Rabban lanzaba ojeadas a diestro y siniestro.

—¿Está todo claro ahora, sobrino?

—Excepto una cosa, tío: el planetólogo, Kynes.

—Ah, sí, Kynes.

—Es el hombre del Emperador, mi Señor. Puede ir y venir a su antojo. Y está muy ligado a los Fremen… se ha casado con una de ellos.

—Kynes estará muerto mañana por la noche.

—Es peligroso, tío, matar a un servidor Imperial.

—¿Cómo crees que he llegado tan lejos y tan rápidamente? —preguntó el Barón. Su voz era baja, cargada de innombrables implicaciones—. Además, no temas que Kynes pueda abandonar alguna vez Arrakis. Pareces olvidar que está intoxicado por la especia.

—¡Por supuesto!

—Los que saben lo que es esto se guardarán muy bien de poner en peligro su aprovisionamiento —dijo el Barón—. Kynes lo sabe muy bien.

—Lo había olvidado —dijo Rabban.

Se miraron mutuamente en silencio.

—Incidentalmente —dijo el Barón al cabo de un momento—, una de tus primeras tareas será procurarme un buen aprovisionamiento.

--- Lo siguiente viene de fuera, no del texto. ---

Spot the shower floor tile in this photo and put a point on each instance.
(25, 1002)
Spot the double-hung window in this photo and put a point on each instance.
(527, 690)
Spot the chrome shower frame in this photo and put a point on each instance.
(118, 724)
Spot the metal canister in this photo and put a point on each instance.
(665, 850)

Dispongo de un nada despreciable stock en mis almacenes, pero aquella suicida incursión de los hombres del Duque destruyó la mayor parte de la especia almacenada para la venta.

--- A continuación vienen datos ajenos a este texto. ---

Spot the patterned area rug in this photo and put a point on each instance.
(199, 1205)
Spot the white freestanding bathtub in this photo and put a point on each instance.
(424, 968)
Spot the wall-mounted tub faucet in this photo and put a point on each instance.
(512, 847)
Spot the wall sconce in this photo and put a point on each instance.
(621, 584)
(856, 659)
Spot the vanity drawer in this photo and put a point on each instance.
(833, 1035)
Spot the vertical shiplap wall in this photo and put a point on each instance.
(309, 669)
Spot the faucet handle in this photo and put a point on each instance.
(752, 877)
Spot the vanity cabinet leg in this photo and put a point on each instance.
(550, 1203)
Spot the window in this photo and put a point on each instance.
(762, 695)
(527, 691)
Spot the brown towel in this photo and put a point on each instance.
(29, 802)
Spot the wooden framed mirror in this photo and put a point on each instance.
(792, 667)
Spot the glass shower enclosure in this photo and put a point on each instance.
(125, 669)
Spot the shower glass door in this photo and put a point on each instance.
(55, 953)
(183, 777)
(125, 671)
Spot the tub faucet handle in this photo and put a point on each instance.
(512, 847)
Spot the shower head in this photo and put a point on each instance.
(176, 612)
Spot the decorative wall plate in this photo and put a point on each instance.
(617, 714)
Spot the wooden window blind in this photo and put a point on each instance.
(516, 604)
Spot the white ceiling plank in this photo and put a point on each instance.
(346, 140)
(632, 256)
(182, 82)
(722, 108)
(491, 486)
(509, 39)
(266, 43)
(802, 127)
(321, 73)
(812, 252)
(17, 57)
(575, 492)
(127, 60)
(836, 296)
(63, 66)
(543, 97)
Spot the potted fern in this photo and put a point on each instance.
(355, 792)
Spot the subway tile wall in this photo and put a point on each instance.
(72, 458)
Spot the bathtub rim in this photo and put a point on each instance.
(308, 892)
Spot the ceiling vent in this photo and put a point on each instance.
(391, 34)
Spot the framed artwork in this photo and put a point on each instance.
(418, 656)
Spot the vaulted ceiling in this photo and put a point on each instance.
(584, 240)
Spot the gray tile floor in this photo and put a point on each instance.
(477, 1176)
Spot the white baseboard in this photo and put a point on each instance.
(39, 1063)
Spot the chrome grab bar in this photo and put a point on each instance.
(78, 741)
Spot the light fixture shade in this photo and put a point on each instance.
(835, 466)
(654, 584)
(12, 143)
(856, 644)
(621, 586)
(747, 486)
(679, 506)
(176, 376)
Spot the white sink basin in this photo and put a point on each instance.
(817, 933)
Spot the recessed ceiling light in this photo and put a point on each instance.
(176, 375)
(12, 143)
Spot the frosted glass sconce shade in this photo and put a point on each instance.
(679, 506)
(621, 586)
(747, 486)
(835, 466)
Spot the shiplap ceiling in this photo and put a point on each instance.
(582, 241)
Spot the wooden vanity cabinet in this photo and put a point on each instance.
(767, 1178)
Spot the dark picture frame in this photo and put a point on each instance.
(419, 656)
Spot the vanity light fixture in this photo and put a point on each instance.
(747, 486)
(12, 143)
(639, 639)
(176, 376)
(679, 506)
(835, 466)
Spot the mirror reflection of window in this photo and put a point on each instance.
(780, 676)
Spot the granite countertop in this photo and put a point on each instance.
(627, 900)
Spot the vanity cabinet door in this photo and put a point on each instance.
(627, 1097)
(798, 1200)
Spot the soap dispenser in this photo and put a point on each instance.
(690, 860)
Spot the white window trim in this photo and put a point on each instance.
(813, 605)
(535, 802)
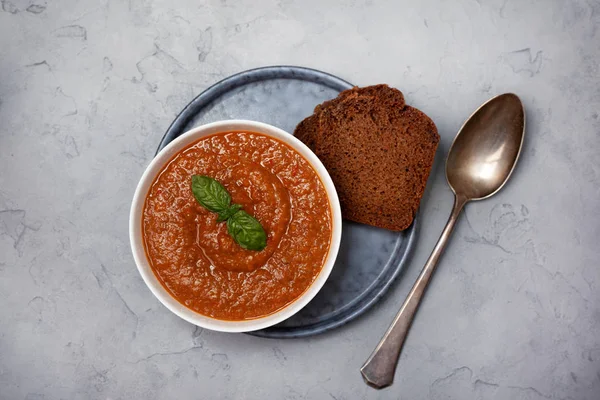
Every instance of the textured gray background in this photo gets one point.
(87, 89)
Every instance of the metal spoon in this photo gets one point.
(480, 161)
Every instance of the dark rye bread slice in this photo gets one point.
(379, 152)
(307, 130)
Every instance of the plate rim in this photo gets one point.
(207, 96)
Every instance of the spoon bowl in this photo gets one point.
(485, 151)
(480, 161)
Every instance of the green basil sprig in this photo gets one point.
(244, 228)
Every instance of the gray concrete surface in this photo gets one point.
(87, 89)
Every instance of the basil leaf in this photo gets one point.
(244, 228)
(247, 231)
(210, 194)
(225, 215)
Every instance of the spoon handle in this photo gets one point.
(378, 371)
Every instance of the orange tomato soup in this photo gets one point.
(195, 258)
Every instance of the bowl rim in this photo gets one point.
(136, 239)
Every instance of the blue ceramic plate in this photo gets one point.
(370, 259)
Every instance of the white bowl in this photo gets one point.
(135, 226)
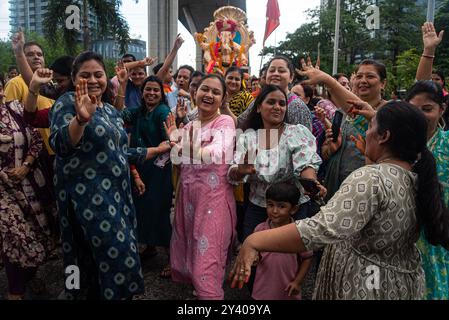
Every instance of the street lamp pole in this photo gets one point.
(431, 11)
(337, 37)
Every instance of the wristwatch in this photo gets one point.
(27, 164)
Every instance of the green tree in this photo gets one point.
(400, 29)
(51, 50)
(442, 23)
(6, 56)
(111, 24)
(355, 39)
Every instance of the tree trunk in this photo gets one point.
(86, 37)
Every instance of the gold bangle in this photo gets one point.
(81, 123)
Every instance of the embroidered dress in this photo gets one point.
(368, 231)
(25, 232)
(205, 217)
(94, 196)
(436, 259)
(297, 113)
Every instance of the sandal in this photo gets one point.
(149, 252)
(166, 273)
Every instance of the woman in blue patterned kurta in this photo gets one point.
(429, 98)
(147, 131)
(93, 186)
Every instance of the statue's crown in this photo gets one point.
(226, 25)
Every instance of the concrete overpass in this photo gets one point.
(195, 15)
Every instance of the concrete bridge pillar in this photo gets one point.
(162, 28)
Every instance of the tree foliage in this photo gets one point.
(111, 23)
(51, 50)
(400, 31)
(441, 23)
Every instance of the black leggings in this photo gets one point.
(17, 276)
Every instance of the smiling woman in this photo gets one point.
(283, 153)
(151, 180)
(205, 215)
(94, 189)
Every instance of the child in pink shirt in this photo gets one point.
(279, 275)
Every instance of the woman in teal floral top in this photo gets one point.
(429, 98)
(282, 153)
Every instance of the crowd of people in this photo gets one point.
(106, 171)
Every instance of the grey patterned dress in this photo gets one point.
(369, 230)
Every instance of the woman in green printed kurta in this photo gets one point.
(429, 98)
(153, 201)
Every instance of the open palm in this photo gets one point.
(18, 42)
(84, 104)
(430, 37)
(121, 72)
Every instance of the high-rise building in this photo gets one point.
(29, 14)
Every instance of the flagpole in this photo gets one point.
(337, 38)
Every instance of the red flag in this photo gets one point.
(273, 14)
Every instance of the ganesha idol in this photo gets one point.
(226, 41)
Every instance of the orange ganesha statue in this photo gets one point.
(226, 42)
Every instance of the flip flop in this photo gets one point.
(166, 273)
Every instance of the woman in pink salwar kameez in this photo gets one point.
(205, 219)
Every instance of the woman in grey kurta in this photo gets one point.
(370, 227)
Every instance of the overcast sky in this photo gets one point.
(293, 14)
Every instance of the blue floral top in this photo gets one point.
(436, 259)
(296, 151)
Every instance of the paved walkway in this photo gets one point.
(156, 288)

—Sí, mi Señor —asintió Rabban.

—Entonces —sonrió el Barón—, mañana por la mañana reunirás todo lo que quede de la organización de este lugar y les dirás: «Nuestro Sublime Emperador Padishah me ha encargado que tome posesión de este planeta y termine toda disputa».

—Comprendido, mi Señor.

—Esta vez estoy seguro de ello. Mañana discutiremos los detalles de todo. Ahora, déjame terminar de dormir.

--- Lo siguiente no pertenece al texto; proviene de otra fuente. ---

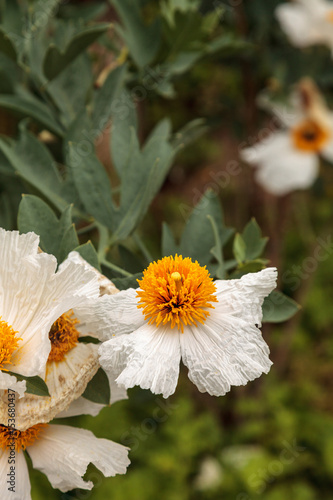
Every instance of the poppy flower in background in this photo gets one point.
(288, 159)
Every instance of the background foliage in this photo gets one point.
(121, 123)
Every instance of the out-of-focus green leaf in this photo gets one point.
(98, 389)
(239, 248)
(142, 40)
(254, 243)
(6, 45)
(57, 236)
(33, 162)
(216, 250)
(93, 185)
(83, 12)
(169, 246)
(277, 307)
(198, 238)
(56, 60)
(35, 215)
(108, 98)
(142, 174)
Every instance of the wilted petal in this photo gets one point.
(63, 453)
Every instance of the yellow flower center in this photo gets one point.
(8, 343)
(309, 136)
(63, 335)
(13, 439)
(176, 291)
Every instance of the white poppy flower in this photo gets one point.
(307, 22)
(32, 296)
(59, 451)
(180, 313)
(71, 364)
(288, 159)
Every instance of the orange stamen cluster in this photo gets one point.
(63, 335)
(176, 291)
(329, 16)
(310, 136)
(10, 438)
(8, 343)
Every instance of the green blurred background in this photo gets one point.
(272, 439)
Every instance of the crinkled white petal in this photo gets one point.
(10, 382)
(306, 22)
(243, 298)
(281, 168)
(95, 318)
(83, 406)
(66, 381)
(63, 454)
(222, 352)
(148, 357)
(124, 315)
(33, 296)
(22, 486)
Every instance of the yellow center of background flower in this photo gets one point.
(20, 439)
(8, 343)
(309, 136)
(176, 291)
(63, 335)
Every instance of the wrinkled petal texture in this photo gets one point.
(229, 349)
(22, 486)
(149, 357)
(66, 381)
(10, 382)
(63, 453)
(33, 296)
(281, 167)
(124, 315)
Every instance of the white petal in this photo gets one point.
(149, 357)
(81, 406)
(63, 454)
(33, 296)
(20, 477)
(66, 381)
(10, 382)
(244, 297)
(96, 318)
(105, 285)
(281, 167)
(228, 348)
(124, 315)
(223, 352)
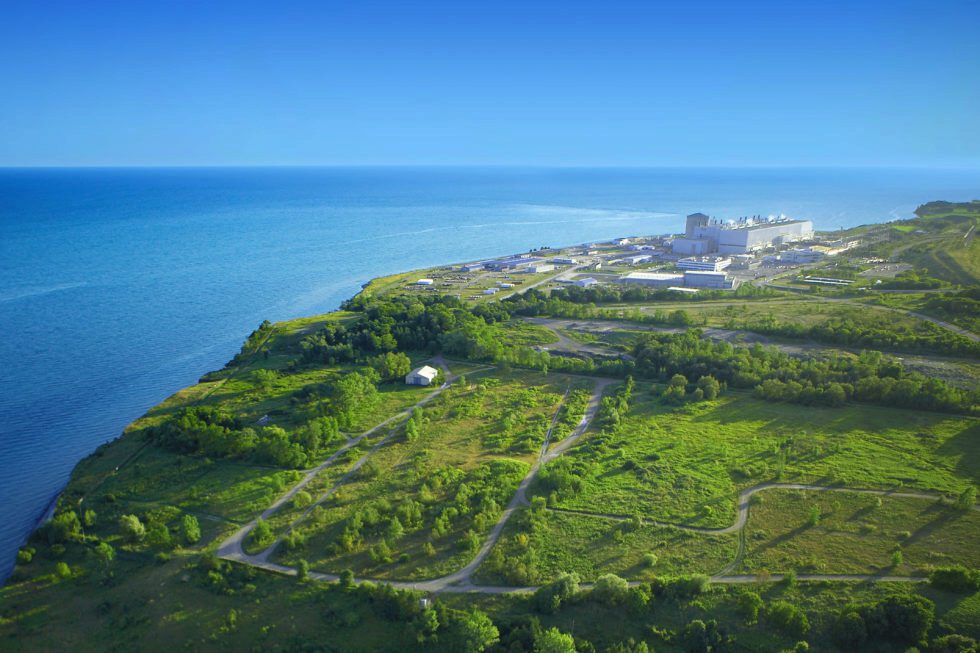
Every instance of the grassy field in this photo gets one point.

El Barón desactivó el campo de la puerta y siguió a su sobrino con la mirada mientras salía.

Un cerebro blindado, pensó el Barón. Una mente musculosa y un cerebro blindado. Serán una pulpa sanguinolenta cuando él haya terminado con ellos. Entonces, cuando envíe a Feyd-Rautha a descargar este peso de sus hombros, lo acogerán como a su salvador. Amadísimo Feyd-Rautha. Feyd-Rautha el Benigno, el compasivo que vendrá a salvarlos de la bestia. Feyd-Rautha, el hombre al que seguirán y por el que morirán si es preciso. El muchacho que, cuando llegue el momento, sabrá cómo oprimir con impunidad. Estoy seguro de que es a él a quien necesito. Aprenderá. Y tiene un cuerpo tan adorable… Realmente, es un muchacho adorable.